Spin evolution of Ceres and Vesta due to impacts
Xiaochen Mao, William B. McKinnon
Meteoritics & Planetary Science
Version of Record online: 05 December 2020
“All asteroid spins evolve due to collisions. Geophysical analysis (Mao and McKinnon 2018b) implies Ceres might have been modestly despun (by ~6.5%) by impacts. Vesta’s postaccretion rotation rate, before the formation of the Veneneia and Rheasilvia basins, has also been proposed to have been higher (by ~6%) than today (Fu et al. 2014). We have designed Monte Carlo simulations to investigate Ceres’ and Vesta’s plausible spin evolution by impacts. We use the main belt asteroid size–frequency distribution, Ceres’ and Vesta’s cratering records, and their present‐day impact velocity probability distributions to quantify possible spin histories. We consider dynamical effects from escaping ejecta, adopt mass‐velocity scaling laws for two endmember surface materials (porous and nonporous), and track potential catastrophic disruptions. Results show that Ceres’ spin period likely changed by a fraction of an hour (up or down) compared with its “initial,” accretional spin, mostly due to large impacts. Different surface materials do not yield statistically distinguishable final spin distributions, but imply opposite crustal evolutions where Ceres loses/accretes mass, depending on surface porosity; as much as several 100 m worth of exogenous material, globally averaged, can be accreted if the surface remains porous.

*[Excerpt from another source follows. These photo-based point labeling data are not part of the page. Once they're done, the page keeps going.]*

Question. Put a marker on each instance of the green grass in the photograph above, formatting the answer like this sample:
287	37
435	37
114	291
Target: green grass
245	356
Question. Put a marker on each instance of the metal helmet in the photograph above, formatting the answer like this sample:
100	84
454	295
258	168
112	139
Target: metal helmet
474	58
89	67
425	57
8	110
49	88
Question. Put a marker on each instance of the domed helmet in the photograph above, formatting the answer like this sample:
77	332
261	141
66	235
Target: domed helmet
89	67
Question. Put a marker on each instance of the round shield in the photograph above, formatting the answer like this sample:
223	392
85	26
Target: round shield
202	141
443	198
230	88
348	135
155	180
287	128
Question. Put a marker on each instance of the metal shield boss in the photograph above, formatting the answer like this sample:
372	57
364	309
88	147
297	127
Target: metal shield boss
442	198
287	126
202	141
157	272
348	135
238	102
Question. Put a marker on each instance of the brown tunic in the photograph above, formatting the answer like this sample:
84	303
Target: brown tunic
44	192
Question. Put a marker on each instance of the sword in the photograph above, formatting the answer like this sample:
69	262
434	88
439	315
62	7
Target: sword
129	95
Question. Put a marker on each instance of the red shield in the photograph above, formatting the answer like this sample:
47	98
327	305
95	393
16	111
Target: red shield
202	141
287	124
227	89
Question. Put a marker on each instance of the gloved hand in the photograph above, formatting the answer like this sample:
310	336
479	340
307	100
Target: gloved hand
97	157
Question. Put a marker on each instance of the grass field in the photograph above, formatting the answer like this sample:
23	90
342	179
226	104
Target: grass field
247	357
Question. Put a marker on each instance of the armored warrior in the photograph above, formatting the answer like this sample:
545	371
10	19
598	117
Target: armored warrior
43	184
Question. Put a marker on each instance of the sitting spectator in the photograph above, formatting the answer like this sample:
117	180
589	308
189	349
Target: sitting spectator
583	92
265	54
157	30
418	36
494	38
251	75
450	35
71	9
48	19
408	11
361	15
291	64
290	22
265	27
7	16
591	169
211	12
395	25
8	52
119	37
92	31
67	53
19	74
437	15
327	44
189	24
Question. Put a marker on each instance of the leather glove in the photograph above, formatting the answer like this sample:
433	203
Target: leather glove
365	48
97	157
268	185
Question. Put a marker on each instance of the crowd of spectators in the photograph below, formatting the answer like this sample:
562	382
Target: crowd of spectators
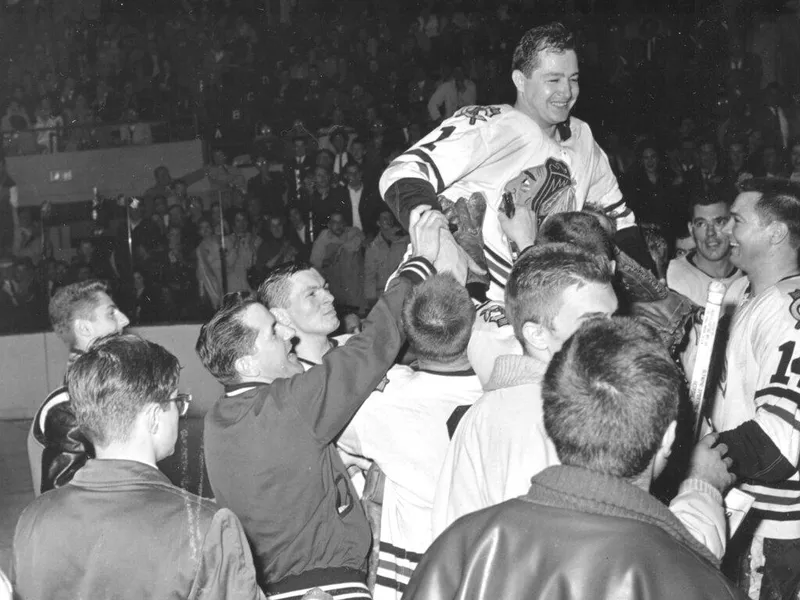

Vesta’s final Monte Carlo spin distribution is more concentrated around its “initial” value, possibly implying a more relict spin state than Ceres. However, explicitly modeling the angular momentum changes wrought by Vesta’s two existing planetary‐scale impact basins shows that their formation alone can account for Vesta’s proposed spindown, although spinup is a much more likely outcome because of the scale and location of the impacts.”